Daniel “Peter” Matthews was barreling down highway 41 just before dawn trying to keep up with the ambulance carrying his former girlfriend who was in active labor when he lost sight of the red flashing lights. He sped up, rounded a corner and then saw the ambulance parked on the side of the road just before the North Fork turn off.
“I jumped out and yelled ‘What’s wrong?!’ I figured there’s either something wrong or the baby’s coming,” he described. “Thankfully it was the latter. The EMT Erin (Lehr) opened the door and said ‘Congratulations! It’s a girl.’”
Lillianna Temperance Grace Matthews made her entrance into the world at 5:28 a.m. on July 14, about 2 ½ hours after her mom, Courtney Johnson, recognized she was in labor.
Lillianna is Johnson’s fourth child and she came much easier and much faster than her siblings. “I had epidurals with all the others, but I really didn’t feel much pain with this one and it was pretty easy,” Johnson said from her hospital bed at Community Regional Medical Center. “Maybe because she’s the smallest,” she added about Lilliana who weighed 7 lbs., 6 oz. at birth.
Johnson and Lillianna were in good health but held overnight for observation since she was born outside the hospital. Ambulance drivers generally take high-risk deliveries to Community Regional which is the high risk pregnancy and birthing center for a five county area and has an 84-bed Level 3 neonatal intensive care unit for babies who need a higher level of care.
Johnson said she was counting on Matthews to take her to the hospital when it was time and they had even arranged a special code text – “Thundercats are go!” – to signal it was time. But Matthews said he was sound asleep when the first text came across asking him to get ready and snoring when the second text came, a meme of the Batman bat signal in the sky and the urgent plea: “Yo Batman, wake up!” He finally heard the beeps and saw the third text: “Thundercats are go!”

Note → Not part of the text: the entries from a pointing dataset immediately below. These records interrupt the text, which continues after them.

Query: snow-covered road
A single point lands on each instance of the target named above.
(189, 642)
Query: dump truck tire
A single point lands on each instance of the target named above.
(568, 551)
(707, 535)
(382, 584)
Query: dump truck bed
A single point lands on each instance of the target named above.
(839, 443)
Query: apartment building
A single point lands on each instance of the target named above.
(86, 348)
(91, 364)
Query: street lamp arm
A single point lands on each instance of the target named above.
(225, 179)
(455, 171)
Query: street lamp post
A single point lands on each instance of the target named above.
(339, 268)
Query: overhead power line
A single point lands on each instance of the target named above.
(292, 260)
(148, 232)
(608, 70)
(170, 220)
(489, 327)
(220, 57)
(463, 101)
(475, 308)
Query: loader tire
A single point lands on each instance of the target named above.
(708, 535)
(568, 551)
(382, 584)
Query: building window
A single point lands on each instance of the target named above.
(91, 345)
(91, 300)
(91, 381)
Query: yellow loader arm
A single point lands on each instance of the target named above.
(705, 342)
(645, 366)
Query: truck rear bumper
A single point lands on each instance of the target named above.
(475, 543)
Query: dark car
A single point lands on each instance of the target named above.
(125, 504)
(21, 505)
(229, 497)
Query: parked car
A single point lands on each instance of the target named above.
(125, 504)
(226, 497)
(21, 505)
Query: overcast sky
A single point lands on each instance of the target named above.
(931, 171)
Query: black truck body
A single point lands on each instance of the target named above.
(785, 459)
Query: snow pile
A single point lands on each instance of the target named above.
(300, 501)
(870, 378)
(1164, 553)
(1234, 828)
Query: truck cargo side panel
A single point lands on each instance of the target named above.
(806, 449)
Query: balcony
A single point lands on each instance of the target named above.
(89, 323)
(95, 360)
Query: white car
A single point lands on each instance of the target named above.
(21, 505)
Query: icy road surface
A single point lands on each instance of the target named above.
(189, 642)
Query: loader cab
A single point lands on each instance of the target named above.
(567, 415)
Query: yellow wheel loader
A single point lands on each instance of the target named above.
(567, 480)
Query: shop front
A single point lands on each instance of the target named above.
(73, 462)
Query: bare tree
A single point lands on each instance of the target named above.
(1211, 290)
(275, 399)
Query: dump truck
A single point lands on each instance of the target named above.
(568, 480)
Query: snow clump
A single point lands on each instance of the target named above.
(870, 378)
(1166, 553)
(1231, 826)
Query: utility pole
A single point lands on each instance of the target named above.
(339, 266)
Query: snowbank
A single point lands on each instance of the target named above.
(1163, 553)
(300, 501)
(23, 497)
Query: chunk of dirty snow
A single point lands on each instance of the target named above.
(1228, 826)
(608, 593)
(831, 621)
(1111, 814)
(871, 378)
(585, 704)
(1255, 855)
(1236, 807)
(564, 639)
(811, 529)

When Matthews didn’t respond immediately, Johnson decided she might have to take an ambulance to the hospital. The call to Johnson’s Oakhurst home was the last call of their shift for Sierra Ambulance Services’ paramedic Aaron McGruer and EMT Erin Lehr. And it was a first delivery for Lehr.
“Normally when we get these emergency calls and deliveries it’s scary because it’s a woman who hasn’t had prenatal care. But this was a couple who planned and had medical care but it just came a bit faster than they thought,” said Ed Guzman, general manager of Sierra Ambulance Service.